- Record number of respondents cite politics in survey
- NFIB’s broader optimism index remains below long-term average
America’s small-business owners are blaming politics more than ever for holding back their expansion plans, a sign that the presidential election is restraining economic growth.
A record 38 percent of owners surveyed by the National Federation of Independent Business cited the political climate as a reason not to expand. The group’s broader Index of Small Business Optimism fell 0.2 point in August to a three-month low of 94.4, below the 42-year average of 98. Respondents indicated increasing difficulty finding qualified workers for a growing number of open positions, with vacancies rising and plans to hire falling.

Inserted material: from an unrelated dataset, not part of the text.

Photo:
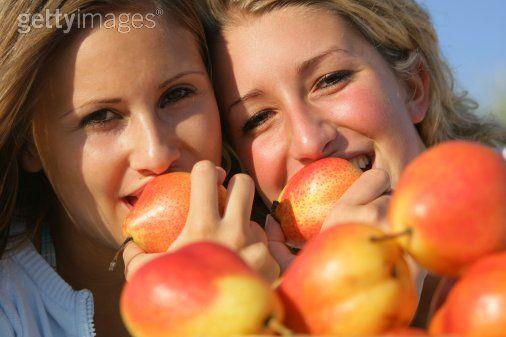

The survey reinforces other data suggesting that the U.S. economy is failing to fire on all cylinders amid an election campaign that could be exacerbating uncertainty. Business investment has declined for three quarters, while government figures showed hiring cooled in August, even after job openings reached a record.
“A growing number of small-business owners are paralyzed by the political climate. They’re especially reluctant to hire,” NFIB President Juanita Duggan said in a statement. “On the other hand, there’s another group of small-business owners who want to hire, but can’t find qualified workers to fill positions.”
The main optimism index was projected to rise to 94.8, based on the median estimate of analysts surveyed by Bloomberg. The survey was conducted in August and based on 730 responses.